(Por Pablo Burgués)

La semana pasada os conté cómo conocí, en los embarcaderos de Sa Caleta, a ese anciano marinero ANTES conocido como Sodio (Puedes leer la historia completa pinchando aquí). Así que esta semana continuaré desgranándote el interminable monólogo salino al que me sometió ese anciano marinero AHORA conocido como Forrest Sal.

Tras dos horas y trece minutos sin parar de hablar del apasionante y salvaje mundo del cloruro sódico, F.S. me hizo una esperanzadora pregunta: “¿hijo, te gusta la historia?”. Con lágrimas en los ojos le dije que yo era un completo enamorado de todos y cada uno de los acontecimientos históricos, no porque aquello fuera verdad, si no porque sola la posibilidad de un cambio de temática era para mí un oasis en aquel desierto (de sal). Pero su respuesta truncó todas mis esperanzas: “Perfecto, te contaré entonces la historia de las salinas de Ibiza”.

Aquella retorcida maniobra me recordó a mi infancia, cuando tras haber perpetrado una buena trastada me encerraba en el baño de mi casa y mi madre me decía con voz angelical: “Abre Pablo, que no te voy a pegar”. Sin embargo, en cuanto mi inocente mano aflojaba el pestillo, la zapatilla de mi madre se deslizaba como serpiente de cascabel por el hueco de la puerta y zas, en toda la boca.

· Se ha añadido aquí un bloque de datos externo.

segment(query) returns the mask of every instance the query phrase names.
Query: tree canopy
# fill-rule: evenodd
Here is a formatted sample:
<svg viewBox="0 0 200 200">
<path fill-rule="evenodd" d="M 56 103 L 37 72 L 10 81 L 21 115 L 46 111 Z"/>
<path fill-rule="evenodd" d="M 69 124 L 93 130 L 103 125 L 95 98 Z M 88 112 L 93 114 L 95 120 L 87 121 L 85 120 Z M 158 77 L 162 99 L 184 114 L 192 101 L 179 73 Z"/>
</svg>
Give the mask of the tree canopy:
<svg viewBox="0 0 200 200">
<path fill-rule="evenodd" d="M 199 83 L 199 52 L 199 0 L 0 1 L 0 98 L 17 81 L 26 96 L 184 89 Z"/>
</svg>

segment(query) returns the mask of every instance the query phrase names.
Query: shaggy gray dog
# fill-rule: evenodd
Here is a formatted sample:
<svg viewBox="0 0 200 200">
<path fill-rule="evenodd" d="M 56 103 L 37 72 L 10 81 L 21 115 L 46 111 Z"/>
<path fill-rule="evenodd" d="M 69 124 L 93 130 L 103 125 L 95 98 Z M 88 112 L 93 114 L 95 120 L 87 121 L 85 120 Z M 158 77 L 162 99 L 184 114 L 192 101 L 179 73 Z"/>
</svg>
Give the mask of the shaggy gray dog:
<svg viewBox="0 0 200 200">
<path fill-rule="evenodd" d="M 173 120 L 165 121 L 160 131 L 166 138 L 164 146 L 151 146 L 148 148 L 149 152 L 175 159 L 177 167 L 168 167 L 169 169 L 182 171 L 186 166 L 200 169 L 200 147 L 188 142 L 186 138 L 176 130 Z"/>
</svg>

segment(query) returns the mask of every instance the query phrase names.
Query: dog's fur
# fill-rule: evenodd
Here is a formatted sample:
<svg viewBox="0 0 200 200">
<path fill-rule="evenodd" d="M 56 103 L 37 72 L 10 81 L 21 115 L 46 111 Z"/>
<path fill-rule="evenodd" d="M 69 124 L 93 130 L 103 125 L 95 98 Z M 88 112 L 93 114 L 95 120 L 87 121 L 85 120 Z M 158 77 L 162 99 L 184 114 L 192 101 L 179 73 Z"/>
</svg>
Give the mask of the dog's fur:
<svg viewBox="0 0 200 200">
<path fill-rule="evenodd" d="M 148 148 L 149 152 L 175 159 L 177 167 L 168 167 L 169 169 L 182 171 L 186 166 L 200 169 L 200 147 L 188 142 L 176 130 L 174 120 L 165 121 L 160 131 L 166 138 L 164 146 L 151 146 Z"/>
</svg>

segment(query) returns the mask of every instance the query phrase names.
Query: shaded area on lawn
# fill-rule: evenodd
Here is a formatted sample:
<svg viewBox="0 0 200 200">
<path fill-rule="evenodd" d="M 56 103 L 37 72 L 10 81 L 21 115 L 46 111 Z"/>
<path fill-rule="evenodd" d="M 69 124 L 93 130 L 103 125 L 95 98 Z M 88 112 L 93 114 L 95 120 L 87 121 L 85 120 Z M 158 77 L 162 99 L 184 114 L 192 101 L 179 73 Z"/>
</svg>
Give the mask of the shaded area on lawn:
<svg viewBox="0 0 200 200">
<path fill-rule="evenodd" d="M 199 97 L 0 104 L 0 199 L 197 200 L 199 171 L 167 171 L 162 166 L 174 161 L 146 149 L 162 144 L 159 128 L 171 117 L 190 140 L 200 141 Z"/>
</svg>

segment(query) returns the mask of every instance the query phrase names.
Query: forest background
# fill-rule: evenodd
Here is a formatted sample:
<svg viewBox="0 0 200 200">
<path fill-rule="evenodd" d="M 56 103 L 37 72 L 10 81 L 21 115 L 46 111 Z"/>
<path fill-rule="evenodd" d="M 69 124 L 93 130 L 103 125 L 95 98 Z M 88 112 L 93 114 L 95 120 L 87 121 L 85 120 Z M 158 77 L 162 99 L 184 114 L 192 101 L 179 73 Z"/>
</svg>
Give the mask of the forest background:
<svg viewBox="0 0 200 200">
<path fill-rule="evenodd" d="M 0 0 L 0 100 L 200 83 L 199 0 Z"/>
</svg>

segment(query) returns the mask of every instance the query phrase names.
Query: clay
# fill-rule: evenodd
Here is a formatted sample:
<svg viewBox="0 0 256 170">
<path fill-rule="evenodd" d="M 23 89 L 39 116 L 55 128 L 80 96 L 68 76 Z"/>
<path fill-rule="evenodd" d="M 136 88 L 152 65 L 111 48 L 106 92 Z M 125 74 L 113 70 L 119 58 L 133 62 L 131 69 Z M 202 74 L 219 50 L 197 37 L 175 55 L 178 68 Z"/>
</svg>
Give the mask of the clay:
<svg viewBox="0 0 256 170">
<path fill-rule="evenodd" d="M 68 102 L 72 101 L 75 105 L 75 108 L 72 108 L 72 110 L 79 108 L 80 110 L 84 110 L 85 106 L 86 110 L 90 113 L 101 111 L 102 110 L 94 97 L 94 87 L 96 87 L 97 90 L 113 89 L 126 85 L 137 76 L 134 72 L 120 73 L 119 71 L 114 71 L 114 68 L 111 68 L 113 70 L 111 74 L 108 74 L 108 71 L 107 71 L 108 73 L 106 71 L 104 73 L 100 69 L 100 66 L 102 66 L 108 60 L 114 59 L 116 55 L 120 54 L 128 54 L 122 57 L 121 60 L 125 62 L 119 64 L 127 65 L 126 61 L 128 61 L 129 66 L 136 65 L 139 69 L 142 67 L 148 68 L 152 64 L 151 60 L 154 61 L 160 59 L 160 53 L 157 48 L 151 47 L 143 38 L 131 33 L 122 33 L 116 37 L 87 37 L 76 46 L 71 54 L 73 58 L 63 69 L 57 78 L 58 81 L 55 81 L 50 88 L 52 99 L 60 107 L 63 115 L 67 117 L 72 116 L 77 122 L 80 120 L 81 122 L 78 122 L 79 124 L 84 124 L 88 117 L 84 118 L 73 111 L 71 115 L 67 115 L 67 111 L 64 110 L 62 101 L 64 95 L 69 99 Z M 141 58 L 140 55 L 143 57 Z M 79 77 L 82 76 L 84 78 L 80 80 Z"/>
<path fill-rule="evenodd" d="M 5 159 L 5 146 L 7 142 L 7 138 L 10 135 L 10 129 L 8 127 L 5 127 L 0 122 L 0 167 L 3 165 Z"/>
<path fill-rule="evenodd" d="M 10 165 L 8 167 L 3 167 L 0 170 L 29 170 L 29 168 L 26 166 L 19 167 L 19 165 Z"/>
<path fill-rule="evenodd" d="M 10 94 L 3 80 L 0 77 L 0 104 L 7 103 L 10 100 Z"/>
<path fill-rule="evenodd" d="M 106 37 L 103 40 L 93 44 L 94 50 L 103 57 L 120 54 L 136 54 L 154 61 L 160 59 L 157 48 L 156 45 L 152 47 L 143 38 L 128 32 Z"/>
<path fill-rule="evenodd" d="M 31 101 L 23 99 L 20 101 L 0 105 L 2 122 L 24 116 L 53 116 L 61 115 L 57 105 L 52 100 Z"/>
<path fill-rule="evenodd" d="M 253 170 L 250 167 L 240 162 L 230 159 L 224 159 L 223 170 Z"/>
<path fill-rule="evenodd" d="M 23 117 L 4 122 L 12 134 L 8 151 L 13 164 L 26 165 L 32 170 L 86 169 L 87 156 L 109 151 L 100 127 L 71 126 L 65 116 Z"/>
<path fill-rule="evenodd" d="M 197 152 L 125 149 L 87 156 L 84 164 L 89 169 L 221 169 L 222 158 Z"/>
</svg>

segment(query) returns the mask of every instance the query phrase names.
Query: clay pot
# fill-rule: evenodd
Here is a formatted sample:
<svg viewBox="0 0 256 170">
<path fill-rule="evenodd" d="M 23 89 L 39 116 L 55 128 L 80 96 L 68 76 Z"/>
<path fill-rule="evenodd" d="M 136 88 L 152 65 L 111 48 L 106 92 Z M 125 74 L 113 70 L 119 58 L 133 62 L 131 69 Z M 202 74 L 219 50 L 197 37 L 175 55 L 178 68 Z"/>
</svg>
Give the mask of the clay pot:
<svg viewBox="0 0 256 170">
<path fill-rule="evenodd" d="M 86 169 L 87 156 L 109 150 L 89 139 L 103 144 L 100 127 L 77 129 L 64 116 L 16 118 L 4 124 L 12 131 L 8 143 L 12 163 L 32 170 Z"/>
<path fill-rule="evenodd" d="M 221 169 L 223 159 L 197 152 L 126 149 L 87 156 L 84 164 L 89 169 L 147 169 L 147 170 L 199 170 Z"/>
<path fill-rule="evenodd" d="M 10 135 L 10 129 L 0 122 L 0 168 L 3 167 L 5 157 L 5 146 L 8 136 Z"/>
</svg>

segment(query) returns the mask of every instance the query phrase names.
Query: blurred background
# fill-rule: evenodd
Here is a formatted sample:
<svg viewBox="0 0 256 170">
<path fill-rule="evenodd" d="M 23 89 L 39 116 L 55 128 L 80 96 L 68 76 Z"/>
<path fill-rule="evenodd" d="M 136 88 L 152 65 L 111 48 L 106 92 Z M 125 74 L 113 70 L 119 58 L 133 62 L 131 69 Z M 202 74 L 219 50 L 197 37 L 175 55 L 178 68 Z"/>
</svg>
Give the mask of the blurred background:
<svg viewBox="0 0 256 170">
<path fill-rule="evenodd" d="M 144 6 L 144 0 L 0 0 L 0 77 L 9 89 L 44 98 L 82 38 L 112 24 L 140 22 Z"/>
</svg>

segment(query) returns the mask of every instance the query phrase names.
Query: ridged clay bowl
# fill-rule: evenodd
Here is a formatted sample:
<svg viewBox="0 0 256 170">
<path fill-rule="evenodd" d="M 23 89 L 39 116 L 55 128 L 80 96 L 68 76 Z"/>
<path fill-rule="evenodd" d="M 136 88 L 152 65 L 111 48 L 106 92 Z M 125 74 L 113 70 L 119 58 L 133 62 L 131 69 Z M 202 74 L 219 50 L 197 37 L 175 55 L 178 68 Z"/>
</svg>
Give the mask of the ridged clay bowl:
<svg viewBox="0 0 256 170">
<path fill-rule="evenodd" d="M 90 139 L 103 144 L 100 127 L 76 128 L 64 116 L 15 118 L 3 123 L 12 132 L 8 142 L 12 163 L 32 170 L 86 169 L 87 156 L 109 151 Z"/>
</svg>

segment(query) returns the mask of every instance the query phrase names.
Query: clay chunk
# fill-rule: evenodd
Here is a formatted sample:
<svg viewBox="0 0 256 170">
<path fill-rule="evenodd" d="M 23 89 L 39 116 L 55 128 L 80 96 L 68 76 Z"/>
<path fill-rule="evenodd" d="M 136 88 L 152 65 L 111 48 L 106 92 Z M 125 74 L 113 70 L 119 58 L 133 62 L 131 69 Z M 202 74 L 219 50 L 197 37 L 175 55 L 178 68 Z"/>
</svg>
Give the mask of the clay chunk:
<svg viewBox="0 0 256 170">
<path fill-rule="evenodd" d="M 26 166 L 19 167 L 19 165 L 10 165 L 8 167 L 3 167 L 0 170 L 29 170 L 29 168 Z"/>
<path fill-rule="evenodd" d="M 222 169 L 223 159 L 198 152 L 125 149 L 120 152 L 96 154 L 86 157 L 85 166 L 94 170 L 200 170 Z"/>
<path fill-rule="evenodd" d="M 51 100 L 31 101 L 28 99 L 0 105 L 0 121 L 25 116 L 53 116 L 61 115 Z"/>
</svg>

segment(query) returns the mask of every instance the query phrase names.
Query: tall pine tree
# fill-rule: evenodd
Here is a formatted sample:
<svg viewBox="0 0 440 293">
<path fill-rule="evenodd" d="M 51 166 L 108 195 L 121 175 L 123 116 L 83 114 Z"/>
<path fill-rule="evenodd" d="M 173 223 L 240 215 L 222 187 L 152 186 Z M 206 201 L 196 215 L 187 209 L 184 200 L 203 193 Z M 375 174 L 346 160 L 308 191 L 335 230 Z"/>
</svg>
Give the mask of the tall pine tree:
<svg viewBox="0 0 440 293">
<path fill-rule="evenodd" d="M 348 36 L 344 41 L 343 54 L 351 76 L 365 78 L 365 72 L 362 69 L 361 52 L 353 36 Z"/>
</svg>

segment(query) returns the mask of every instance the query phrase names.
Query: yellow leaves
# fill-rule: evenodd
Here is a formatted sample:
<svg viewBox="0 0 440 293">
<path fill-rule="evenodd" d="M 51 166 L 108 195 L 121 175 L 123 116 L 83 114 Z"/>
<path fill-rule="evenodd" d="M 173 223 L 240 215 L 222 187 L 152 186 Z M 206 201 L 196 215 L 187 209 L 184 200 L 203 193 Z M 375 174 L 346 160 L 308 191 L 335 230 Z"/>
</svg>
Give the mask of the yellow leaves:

Como medida desesperada y para evitar la pantagruélica chapa que se me venía encima, decidí llevar a cabo una maniobra de escapismo digna del mismísimo Houdini. Muy lentamente, con movimientos de ninja, fui recorriendo sigilosamente los escasos 5 metros que me separaban del mar. Para no despertar sospechas sobre mis planes de huida, desplegué la fina técnica del perro de la parte de atrás del coche, que consiste en mirar a la cara al interlocutor y mover la cabeza arriba y abajo al tiempo que se dicen breves pero certeras frases de aprobación tipo: “sí, claro”, “qué curioso” o “ya me imagino”.

Llegué al borde de los embarcaderos mientras mi amigo seguía a lo suyo: “…entonces los franceses inventaron el frigorífico y todo se fue a la mierda, ya que la gente dejó de usar la sal para conservar los alimentos y nos echaron a todos a la calle”. Justo en ese momento F.S. parpadeó y aprovechando esa milésima de segundo me lancé al agua como un tigre de Bengala.

Estuve unos 20 minutos nadando en las cristalinas aguas del mediterráneo y al salir descubrí con alegría que el viejo marinero se había quedado dormido bajo el sol. Aproveché la ocasión para vestirme y marcharme, pero el sonido de la cremallera de mi mochila despertó a la bestia, quién abrió un ojo, me miró con cara de malas pulgas y me dijo: ”me cago en los franceses”. Acto seguido cerró el ojo y empezó a roncar.